Goobris Alert: "We want to be Santa Claus"
I kid you not. Google's latest antitrust defense, from the mouth of Dana Wagner, Google's lead antitrust lawyer, is: "We want to be Santa Claus. We want to make lots of toys that people like playing with. But if you don't want to play with our toys, you've got us."
- See the quote for yourself at the very end of a Globe and Mail article entitled: "Google: we're not evil and we're not a monopoly either."
- Google's Mr. Wagner continues: “In a West Coast company run by engineers, I don't think there was much attention paid to being in Ottawa, being in D.C. and telling your story,” Mr. Wagner says. “If you don't tell your story, other people do it for you.”
Let me attempt to unpack the irony of this new story/metaphor of which Google has taken ownership.

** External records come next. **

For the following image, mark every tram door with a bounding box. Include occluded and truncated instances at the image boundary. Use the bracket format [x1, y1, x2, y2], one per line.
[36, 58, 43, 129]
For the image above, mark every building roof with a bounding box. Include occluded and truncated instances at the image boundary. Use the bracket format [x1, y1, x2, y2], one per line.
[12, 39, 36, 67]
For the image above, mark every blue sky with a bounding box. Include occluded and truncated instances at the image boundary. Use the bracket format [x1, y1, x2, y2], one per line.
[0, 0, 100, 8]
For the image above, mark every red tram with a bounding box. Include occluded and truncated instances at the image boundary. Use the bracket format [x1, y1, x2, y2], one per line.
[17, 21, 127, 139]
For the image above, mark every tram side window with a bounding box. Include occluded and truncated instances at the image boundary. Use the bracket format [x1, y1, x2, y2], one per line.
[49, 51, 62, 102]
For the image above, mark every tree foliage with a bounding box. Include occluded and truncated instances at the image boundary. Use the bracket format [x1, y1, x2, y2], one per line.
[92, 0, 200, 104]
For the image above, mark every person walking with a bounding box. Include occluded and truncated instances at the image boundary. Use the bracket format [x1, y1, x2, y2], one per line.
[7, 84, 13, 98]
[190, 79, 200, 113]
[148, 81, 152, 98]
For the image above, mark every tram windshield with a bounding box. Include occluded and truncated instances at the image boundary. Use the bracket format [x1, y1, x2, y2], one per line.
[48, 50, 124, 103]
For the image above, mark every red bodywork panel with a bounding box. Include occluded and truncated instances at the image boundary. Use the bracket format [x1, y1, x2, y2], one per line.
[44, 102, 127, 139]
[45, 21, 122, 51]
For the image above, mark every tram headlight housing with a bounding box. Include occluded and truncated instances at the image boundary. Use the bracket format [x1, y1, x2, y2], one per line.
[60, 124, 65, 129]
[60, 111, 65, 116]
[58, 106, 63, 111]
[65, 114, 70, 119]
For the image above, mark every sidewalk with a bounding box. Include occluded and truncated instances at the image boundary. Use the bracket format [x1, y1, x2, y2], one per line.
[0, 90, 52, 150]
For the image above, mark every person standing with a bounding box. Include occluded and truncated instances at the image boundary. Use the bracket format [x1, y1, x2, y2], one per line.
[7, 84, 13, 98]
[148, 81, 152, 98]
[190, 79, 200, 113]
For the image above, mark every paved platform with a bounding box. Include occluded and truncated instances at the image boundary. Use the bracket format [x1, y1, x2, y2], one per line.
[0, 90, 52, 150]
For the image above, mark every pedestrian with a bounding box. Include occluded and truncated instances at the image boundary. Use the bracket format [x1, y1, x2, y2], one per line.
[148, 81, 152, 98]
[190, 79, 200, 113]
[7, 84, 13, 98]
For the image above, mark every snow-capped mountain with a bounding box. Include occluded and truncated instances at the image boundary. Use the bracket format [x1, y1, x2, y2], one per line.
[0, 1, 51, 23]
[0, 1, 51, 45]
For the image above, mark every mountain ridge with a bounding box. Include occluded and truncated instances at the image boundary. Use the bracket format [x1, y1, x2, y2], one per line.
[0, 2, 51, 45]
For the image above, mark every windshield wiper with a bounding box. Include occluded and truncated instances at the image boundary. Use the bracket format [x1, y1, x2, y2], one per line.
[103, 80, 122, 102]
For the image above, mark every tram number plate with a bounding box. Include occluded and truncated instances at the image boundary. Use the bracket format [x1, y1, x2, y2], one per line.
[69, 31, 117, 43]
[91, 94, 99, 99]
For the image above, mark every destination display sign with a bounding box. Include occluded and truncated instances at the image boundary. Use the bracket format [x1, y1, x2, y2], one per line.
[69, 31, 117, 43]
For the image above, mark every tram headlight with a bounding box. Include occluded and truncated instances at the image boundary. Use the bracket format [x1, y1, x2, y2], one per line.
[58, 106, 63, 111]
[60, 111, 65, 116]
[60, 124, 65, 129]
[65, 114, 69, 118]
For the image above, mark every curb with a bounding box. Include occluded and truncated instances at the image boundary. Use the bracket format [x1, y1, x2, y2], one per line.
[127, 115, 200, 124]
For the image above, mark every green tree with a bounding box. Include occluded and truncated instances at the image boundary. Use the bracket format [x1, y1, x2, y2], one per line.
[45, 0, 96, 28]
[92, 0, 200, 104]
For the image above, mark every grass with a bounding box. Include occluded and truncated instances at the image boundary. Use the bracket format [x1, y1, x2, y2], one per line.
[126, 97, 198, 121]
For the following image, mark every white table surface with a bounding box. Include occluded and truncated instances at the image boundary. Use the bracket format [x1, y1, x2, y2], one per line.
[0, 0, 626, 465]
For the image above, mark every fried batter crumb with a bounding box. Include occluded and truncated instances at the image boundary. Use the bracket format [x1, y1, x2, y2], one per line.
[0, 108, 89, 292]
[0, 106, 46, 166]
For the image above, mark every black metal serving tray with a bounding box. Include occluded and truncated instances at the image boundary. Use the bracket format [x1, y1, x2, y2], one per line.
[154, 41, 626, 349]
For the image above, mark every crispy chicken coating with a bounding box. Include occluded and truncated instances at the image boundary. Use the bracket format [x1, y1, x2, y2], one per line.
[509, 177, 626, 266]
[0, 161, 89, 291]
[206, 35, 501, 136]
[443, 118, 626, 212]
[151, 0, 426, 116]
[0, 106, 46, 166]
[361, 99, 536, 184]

Most companies when they tell their corporate "story" try to "put their best foot forward," but no one but Google would think to try and slip jolly megalomaniacal corpulence down the narrow chimney of public credibility.
Only Google would have so little real-world self-awareness as to choose to wrap itself in the beloved mythical role of Santa Claus who has the unique power to decide who has been good or "evil" during the last year, and the unique power to reward those who have been "good" in Google's eyes with toys and punish those who have been "evil" with coal in their stocking.